Former Manson Family member Barbara Hoyt, who has become a crusader against the imprisoned cult members, said she traveled 1,000 miles from the Pacific Northwest and missed her dialysis treatments in order to speak on behalf of the family of stuntman Donald "Shorty" Shea who was murdered by the Manson cult 40 years ago.
Debra Tate, the sister of murdered actress Sharon Tate, traveled from Los Angeles to appear on behalf of a cousin of murdered musician Gary Hinman. She said she believes Davis is a dangerous person.
"I will be here for the next one," she said in a phone interview. "I'm not going away."
Davis is serving life sentences for the two 1969 slayings, although he was not involved in the infamous murders by Manson followers of actress Sharon Tate and six others in Los Angeles.
A parole board determined in 2010 that he was ready for release but then-Gov. Arnold Schwarzenegger reversed the decision citing the heinous nature of the crimes.

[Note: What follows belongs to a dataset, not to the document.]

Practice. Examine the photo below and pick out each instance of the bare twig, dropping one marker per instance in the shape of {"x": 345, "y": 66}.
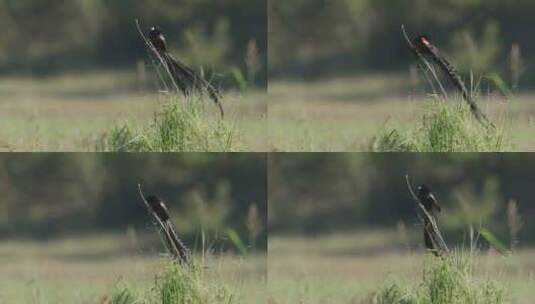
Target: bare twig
{"x": 454, "y": 77}
{"x": 426, "y": 65}
{"x": 431, "y": 229}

Wednesday would have been his 27th parole hearing.
Sequeira said this was to be the first time that representatives of the victims were present. No victim families have come to previous hearings.
Beckman said he had planned to object to allowing Hoyt and Tate to speak against Davis since they had no connection to his case.
Sequeira cited Marcy's Law which allows victim relatives to speak.
"They're not next of kin," Beckman said. "That's not what Marcy's Law is about, to bring in hired victims' rights advocates."
Nevertheless, he said Davis was not put off by their presence.
"I told him they were here and he wanted to go ahead. But I couldn't take the chance. "
Beckman has portrayed Davis as a model prisoner who earned a master's degree in religion and a doctorate in philosophy of religion, became a born-again Christian in prison and ministered to other inmates. He also married a woman he met through the prison ministry and has a grown daughter. They were divorced recently.
But the Los Angeles prosecutor who has argued repeatedly to keep all Manson Family members behind bars has said that Davis, who has been in prison for 40 years, still isn't ready for release.
"We feel he is not fully rehabilitated," Deputy District Attorney Patrick Sequeira said. "He has not shown true remorse or understanding of his crime."
Davis long maintained that he was just a bystander in the killings of Shea and Hinman. But at his last parole hearing in 2010, he acknowledged: "I was as responsible as everyone there."
Should a new parole panel grant Davis a release date, the decision would be just the first step in a process that also requires approval by Gov. Jerry Brown and other parole board members.
The only other Manson family member convicted of murder to be paroled was Steve Grogan. He was released in 1985 after leading authorities to the site where Shea's body was buried.
Manson follower Lynette "Squeaky" Fromme was released from federal prison in 2009 after serving time for the attempted assassination of President Gerald Ford.
Manson and two of his followers, Leslie Van Houten and Patricia Krenwinkel, remain in prison for life in the Tate killings. Their co-defendant, Susan Atkins, died in prison last year. Another Manson follower, Robert Beausoleil also is imprisoned for the Hinman killing.